Lembro quando eles chegaram, pastor Isaac com uma camisa azul, Nara com aqueles cabelos cacheados e as meninas pequenas ainda. E todos diziam: “olha, aqueles são os nossos pastores”. Estávamos como filhos esperando os pais chegarem. Eram no Máximo 50 pessoas, fazíamos de tudo.
Isaac e Sayonara arrancaram de dentro da gente verdades e possibilidades que não sabíamos que existiam. Eles acreditaram antes da gente e viram o que não conseguíamos ver. Gosto de olhar para trás e dizer: “Você nunca vai crescer tanto ao ponto de esquecer das pessoas que Deus colocou para te ajudar. A honra nunca pode ser esquecida”.
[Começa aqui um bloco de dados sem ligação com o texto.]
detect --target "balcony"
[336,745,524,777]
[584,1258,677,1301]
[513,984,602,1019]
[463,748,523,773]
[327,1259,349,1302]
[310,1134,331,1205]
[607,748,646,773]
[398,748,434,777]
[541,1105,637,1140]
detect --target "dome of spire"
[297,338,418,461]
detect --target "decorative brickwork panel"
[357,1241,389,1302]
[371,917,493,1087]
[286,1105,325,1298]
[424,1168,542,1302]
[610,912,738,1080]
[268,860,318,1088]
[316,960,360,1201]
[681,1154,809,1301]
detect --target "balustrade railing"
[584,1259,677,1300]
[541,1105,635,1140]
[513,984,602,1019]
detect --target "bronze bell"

Hoje, estamos cuidando de um povo, mas sempre buscamos ouvir e nos expor, porque aquele que está isolado pode cometer erros mais facilmente. Ele pode nesse isolamento não perceber coisas que precisam ser ajustadas, porque não tem quem diga, mas quando você está exposto diante de outros, quando busca a outros e dá liberdade, você continua crescendo. Sempre que podemos entramos e contato com eles. Estivemos congregando em Caruaru por sete anos. Graças a Deus pelos ensinamentos e correções do pastor Isaac e Sayonara. Hoje, temos mais firmeza e segurança. Quando você acha que está acertando, lá na frente talvez seu erro seja maior e mais visto. Talvez danifique pessoas. Mas, se ajustar mais no começo, tudo o que você faz terá um impacto na vida de alguém.
Além deles, temos o pastor Humberto que também nos ajuda muito. Ele nos treinou por cinco anos também. Sempre que podemos, damos um pulo em Recife e o ouvimos. Temos grande consideração por ele. Compartilhamos dos nossos projetos com ele e nos alegramos em alinhar os nossos corações com os deles. Quero fazer o meu melhor.
Me defino como uma aprendiz. Eu decidi me entregar a Deus sem nenhuma reserva. Sou uma pessoa que não sabe como vai ser todas as coisas, não sei tudo o que Deus tem, mas sei que preciso me entregar a isso e no final vai ser aquilo que agrada o coração dEle, mas que também está no meu.
Somos muito interessados no final das coisas, mas o importante é o que a gente vive ao longo do caminho e quem a gente se transforma durante esse caminho até o destino final. Quero aprender, me transformar, me mudar e me tornar uma pessoa melhor. Tomei uma decisão logo cedo: “Todas as pessoas podem me ensinar”. Eu quero aprender com todas elas. Das pequenas, me refiro as crianças; às mais velhas, quero ser uma pessoa que crescer porque aprende. Quero chegar àquilo que Deus tem para mim, mas quero levar o máximo de pessoas comigo, não quero chegar nessa reta final sozinha.